Upgrades to the A75 in the south of Scotland were also recommended, which would improve connectivity to Northern Ireland, while calls were made for improving the A55, M53 and M56 and the South Wales Corridor in Wales, along with the North Wales Coast Main Line and rail links to the Midlands from Cardiff.

With transport a devolved policy area, SNP Finance and Economy Secretary Kate Forbes has called for an assurance that the Scottish Government budget will not be raided to pay for the projects.

“We always seem to be invited in when it comes to rubberstamping UK Government plans, and my concerns are twofold,” she said on BBC Radio Scotland’s Good Morning Scotland programme.

“Firstly, is this additional money?

“In other words, they talk about adding to Scotland’s infrastructure – is it really additional or are they just netting it off our capital budget?

“Because historically, what the UK Government has done is given Scotland funding and then we determine priorities in consultation with local authorities and communities."

She added: “And the second point is, are these Scotland’s priorities?

“We saw the Prime Minister quite recently ditch the ridiculous idea for a bridge to Northern Ireland.

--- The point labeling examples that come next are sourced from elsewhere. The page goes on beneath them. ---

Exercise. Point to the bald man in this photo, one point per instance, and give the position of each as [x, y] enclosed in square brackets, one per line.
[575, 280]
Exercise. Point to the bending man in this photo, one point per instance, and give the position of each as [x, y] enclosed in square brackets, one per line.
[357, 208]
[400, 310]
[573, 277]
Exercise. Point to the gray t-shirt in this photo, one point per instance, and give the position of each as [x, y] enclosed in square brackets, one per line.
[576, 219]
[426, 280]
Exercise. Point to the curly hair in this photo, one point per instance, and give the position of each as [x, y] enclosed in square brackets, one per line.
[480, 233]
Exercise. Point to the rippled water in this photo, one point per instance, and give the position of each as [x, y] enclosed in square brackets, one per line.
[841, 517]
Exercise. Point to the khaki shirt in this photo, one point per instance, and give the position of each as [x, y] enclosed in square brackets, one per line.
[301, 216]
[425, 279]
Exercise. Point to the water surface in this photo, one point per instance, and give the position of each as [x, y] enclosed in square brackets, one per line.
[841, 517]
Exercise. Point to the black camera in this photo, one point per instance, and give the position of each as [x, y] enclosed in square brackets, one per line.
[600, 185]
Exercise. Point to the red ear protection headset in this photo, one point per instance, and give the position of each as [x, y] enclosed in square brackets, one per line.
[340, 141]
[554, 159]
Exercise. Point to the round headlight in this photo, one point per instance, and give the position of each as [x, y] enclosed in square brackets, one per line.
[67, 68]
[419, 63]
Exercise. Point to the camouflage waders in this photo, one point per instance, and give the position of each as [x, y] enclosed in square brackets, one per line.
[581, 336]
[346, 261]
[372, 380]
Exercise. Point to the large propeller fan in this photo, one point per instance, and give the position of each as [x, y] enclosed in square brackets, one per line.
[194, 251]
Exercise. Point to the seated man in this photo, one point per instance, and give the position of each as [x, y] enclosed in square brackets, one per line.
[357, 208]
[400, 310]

“Are we going to have sensible ideas coming from this?”

A Scottish Government spokesman said: “Transport is devolved to Holyrood and the UK Government should respect that.

“We will always seek to engage constructively with the UK Government – for example, on cross-border rail and our shared desire for HS2 to serve Scotland – but UK ministers have no role in deciding investment in Scotland’s trunk roads.

“Scottish ministers have not been sighted on the recommendations of the union connectivity report, however if UK ministers really want to play a helpful role, then they could simply deliver the funding we need for such infrastructure investment in line with established budgetary mechanisms for Scotland to determine our spending priorities.”